Home Africa Liberia: On 2nd Thoughts: Why are investors shunning Liberia despite huge opportunities?

Liberia: On 2nd Thoughts: Why are investors shunning Liberia despite huge opportunities?

Liberia: On 2nd Thoughts: Why are investors shunning Liberia despite huge opportunities?

Rédaction Africa Links 24 with New Dawn
Published on 2024-04-08 01:21:00

Liberia, a country rich in natural resources, offers investment opportunities in various sectors such as mining, agriculture, fishing, forestry, energy, agribusiness, telecommunication, tourism, and financial services. However, despite these opportunities, Liberia has struggled to attract investment in the past seven years. Several factors contribute to this lack of investment, including the government’s tendency to delegate its responsibilities to investors, such as building infrastructure like roads, schools, hospitals, and housing units.

Investors seek to minimize risk and maximize returns, not take on the government’s responsibilities. This, coupled with factors like political stability, market potential, infrastructure, human capital, and legal protection, has deterred potential investors from Liberia. The country has valuable natural resources and raw materials that are sought after in neighboring countries, yet investment has been lacking since the tenure of former President Ellen Johnson-Sirleaf.

Companies that did invest during President Sirleaf’s administration often faced challenges that led to closure or ownership transfer. For instance, Sime Darby, BHP Billiton, Buchanan Renewables, and West African Telecom encountered difficulties in the mining and agriculture sectors. Protests and political instability forced companies like Sime Darby to exit their investments, leaving inexperienced hands to take over.

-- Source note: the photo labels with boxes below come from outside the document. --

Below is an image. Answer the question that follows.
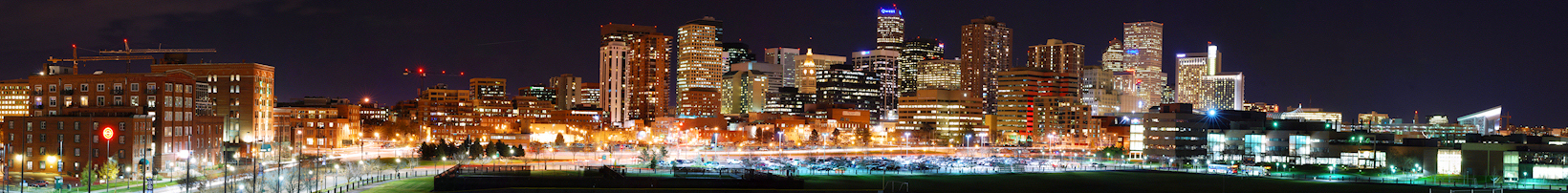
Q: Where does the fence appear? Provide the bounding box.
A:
[312,166,435,193]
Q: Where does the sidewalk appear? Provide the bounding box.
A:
[83,179,174,193]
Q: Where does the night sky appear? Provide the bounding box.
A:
[0,0,1568,127]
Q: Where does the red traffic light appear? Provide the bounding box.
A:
[103,127,115,141]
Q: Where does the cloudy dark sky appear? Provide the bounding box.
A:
[0,0,1568,127]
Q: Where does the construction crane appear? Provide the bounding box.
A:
[403,68,468,141]
[98,39,218,64]
[47,44,152,74]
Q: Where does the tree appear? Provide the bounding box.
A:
[637,146,669,169]
[963,124,975,146]
[855,127,872,146]
[1100,147,1127,157]
[419,142,436,161]
[495,141,512,157]
[914,122,936,141]
[468,139,485,159]
[483,142,500,157]
[98,157,120,179]
[512,144,529,157]
[176,173,207,190]
[78,164,98,183]
[806,129,821,142]
[833,129,843,144]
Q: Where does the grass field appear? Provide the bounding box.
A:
[362,178,436,193]
[806,171,1505,193]
[365,171,1517,193]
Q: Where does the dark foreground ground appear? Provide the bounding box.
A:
[365,171,1555,193]
[806,171,1542,193]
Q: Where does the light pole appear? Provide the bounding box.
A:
[15,154,22,193]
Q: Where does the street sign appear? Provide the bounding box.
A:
[103,127,115,141]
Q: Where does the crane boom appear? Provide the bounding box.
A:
[49,54,152,63]
[98,49,218,54]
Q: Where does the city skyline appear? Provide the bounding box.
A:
[0,2,1568,127]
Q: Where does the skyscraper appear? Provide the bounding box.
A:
[991,68,1102,144]
[1080,66,1122,117]
[1103,39,1146,113]
[723,42,757,64]
[816,64,886,118]
[895,90,991,146]
[904,59,963,90]
[850,51,900,119]
[549,74,583,110]
[725,61,784,93]
[676,17,728,118]
[1122,22,1168,108]
[599,24,669,122]
[795,49,845,95]
[718,70,776,115]
[1026,39,1083,74]
[877,7,904,51]
[1198,73,1247,112]
[596,41,632,129]
[149,63,277,141]
[958,15,1013,115]
[468,78,514,117]
[899,37,958,96]
[1176,44,1220,105]
[762,47,799,88]
[1100,39,1132,71]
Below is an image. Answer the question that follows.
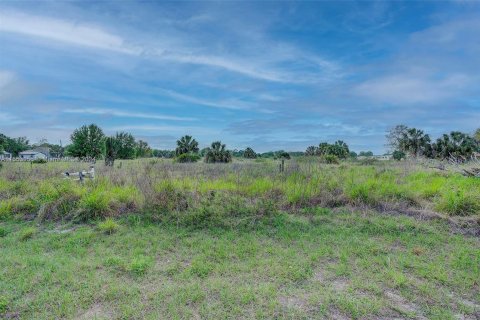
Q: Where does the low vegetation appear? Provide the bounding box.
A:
[0,128,480,319]
[0,208,480,319]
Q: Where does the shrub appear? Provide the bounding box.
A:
[0,296,8,314]
[436,190,480,216]
[97,218,120,234]
[392,150,406,161]
[20,227,37,241]
[32,159,47,164]
[175,153,200,163]
[322,154,340,164]
[80,189,112,220]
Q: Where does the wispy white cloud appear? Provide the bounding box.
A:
[0,10,140,54]
[63,108,197,121]
[0,10,336,83]
[160,89,253,110]
[354,74,474,104]
[0,111,26,126]
[105,124,220,135]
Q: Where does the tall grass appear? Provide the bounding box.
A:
[0,159,480,223]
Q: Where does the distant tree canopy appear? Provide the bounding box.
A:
[175,135,199,156]
[243,147,257,159]
[114,132,137,159]
[432,131,479,158]
[387,125,480,160]
[135,140,152,158]
[205,141,232,163]
[305,140,350,159]
[152,149,175,159]
[68,124,105,159]
[175,135,200,163]
[358,151,373,157]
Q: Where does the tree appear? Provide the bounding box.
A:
[243,147,257,159]
[386,124,408,151]
[105,137,119,167]
[398,128,431,157]
[329,140,350,159]
[205,141,232,163]
[135,140,152,158]
[433,131,478,159]
[68,124,105,159]
[316,142,330,156]
[114,132,138,159]
[305,146,317,156]
[175,135,199,156]
[392,150,405,161]
[358,151,373,157]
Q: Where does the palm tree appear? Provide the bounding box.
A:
[305,146,317,156]
[400,128,431,157]
[243,147,257,159]
[175,135,199,156]
[205,141,232,163]
[434,131,478,159]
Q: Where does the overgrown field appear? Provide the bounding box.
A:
[0,159,480,223]
[0,158,480,319]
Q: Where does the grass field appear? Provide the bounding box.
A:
[0,159,480,319]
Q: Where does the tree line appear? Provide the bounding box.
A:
[0,124,480,165]
[386,125,480,162]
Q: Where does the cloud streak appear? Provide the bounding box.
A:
[63,108,198,121]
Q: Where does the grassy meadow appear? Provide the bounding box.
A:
[0,157,480,319]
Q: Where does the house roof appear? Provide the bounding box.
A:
[19,150,42,154]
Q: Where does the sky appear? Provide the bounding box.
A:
[0,1,480,154]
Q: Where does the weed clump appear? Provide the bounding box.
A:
[19,227,37,241]
[126,256,152,276]
[97,218,120,234]
[0,296,9,314]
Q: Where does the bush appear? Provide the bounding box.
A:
[32,159,47,164]
[436,190,480,216]
[392,150,406,161]
[97,218,120,234]
[20,227,37,241]
[175,153,200,163]
[0,296,8,314]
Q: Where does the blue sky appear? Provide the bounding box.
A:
[0,1,480,153]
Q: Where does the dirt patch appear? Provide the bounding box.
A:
[75,303,113,320]
[384,290,427,320]
[328,309,351,320]
[331,278,349,291]
[278,296,307,310]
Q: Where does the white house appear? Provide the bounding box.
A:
[18,150,47,160]
[373,154,393,161]
[0,151,12,160]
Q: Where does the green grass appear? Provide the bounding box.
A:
[0,158,480,319]
[0,208,480,319]
[0,158,480,221]
[97,218,120,234]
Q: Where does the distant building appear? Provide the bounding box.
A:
[357,154,393,161]
[0,151,12,160]
[18,150,48,160]
[373,154,393,161]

The government’s reliance on investors to fulfill basic social responsibilities like building schools and hospitals in concession areas has deterred investors. When a government puts these responsibilities on investors, it creates a power imbalance during negotiations. Weak legal protections and a lack of skilled workers further discourage investment in Liberia. Investors fear theft and corruption, leading to additional costs for bringing in experts.

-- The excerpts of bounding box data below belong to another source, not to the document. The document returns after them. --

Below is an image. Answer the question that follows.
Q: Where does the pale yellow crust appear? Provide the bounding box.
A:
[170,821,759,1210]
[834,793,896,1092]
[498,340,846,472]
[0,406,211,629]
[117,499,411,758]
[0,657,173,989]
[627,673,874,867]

Liberia’s poor infrastructure and unstable electricity supply also contribute to the unattractiveness of the country as an investment destination. Without an enabling environment that includes political stability, market potential, infrastructure development, skilled workforce, and legal protections, foreign direct investment will continue to decline.

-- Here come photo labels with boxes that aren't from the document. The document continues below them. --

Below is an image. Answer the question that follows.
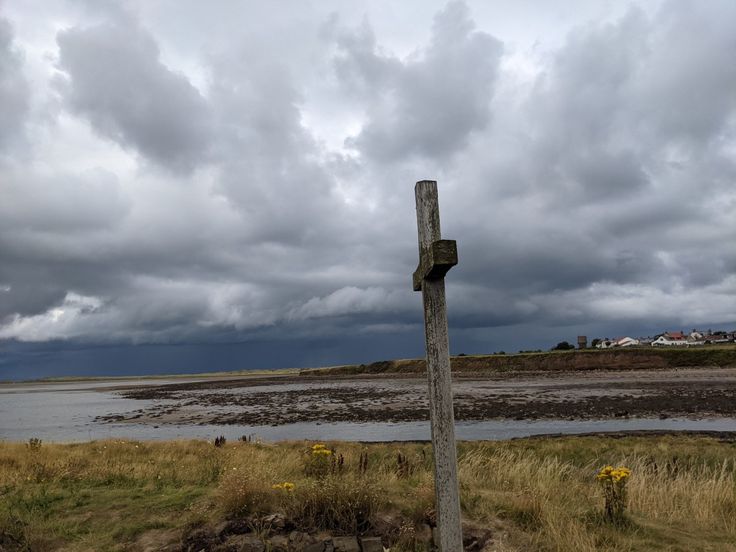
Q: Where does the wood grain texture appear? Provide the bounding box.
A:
[414,180,463,552]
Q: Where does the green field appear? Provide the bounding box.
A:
[0,436,736,552]
[300,344,736,376]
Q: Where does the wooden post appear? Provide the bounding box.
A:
[413,180,463,552]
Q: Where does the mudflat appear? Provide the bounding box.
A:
[97,368,736,426]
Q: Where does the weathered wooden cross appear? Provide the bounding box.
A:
[413,180,463,552]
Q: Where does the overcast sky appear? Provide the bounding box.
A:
[0,0,736,378]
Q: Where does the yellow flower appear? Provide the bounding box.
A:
[271,481,296,492]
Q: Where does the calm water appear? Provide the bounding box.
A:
[0,379,736,442]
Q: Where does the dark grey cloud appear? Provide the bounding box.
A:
[57,14,211,171]
[336,2,502,162]
[0,2,736,378]
[0,17,29,155]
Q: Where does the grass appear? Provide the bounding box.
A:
[0,436,736,552]
[300,343,736,376]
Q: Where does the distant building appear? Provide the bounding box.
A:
[652,332,692,347]
[613,337,639,347]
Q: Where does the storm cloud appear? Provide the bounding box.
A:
[0,0,736,375]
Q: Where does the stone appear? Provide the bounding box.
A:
[268,535,289,552]
[181,525,220,552]
[240,535,266,552]
[373,513,403,537]
[332,537,360,552]
[215,518,253,540]
[463,522,492,552]
[212,535,250,552]
[261,514,286,531]
[360,537,383,552]
[414,523,434,544]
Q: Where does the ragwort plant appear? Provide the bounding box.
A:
[596,466,631,522]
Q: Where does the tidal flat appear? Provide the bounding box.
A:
[0,368,736,442]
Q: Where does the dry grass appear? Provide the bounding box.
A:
[0,437,736,552]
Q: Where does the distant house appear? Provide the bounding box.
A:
[613,337,639,347]
[595,338,615,349]
[703,332,733,344]
[652,332,691,347]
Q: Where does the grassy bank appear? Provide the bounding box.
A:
[300,344,736,376]
[0,436,736,552]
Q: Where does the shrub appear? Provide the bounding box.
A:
[304,443,342,479]
[596,466,631,522]
[218,471,283,515]
[286,475,379,535]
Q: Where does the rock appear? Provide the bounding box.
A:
[414,523,433,544]
[269,535,289,552]
[181,525,220,552]
[240,535,266,552]
[212,535,250,552]
[261,514,286,531]
[360,532,382,552]
[332,537,360,552]
[304,541,325,552]
[373,513,403,537]
[463,522,491,552]
[215,518,253,540]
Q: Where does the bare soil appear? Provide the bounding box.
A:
[99,368,736,425]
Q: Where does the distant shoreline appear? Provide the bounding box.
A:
[0,344,736,385]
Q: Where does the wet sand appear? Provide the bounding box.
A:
[96,368,736,426]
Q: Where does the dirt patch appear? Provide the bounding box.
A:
[98,368,736,426]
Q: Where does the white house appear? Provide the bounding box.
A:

The government must reevaluate its approach to concessions and stop burdening investors with its responsibilities. Investors expect a level playing field and opportunities to maximize their returns, not to take on the government’s duties. Without addressing these challenges, Liberia risks losing potential investments, as seen with the situation at Bea Mountain in Capemount County.

In conclusion, Liberia needs to create a conducive environment for investment by addressing issues related to political stability, market potential, infrastructure development, human capital, and legal protection. By prioritizing these factors and reconsidering its role in concessions, the government can attract much-needed investment to drive economic growth and development in the country.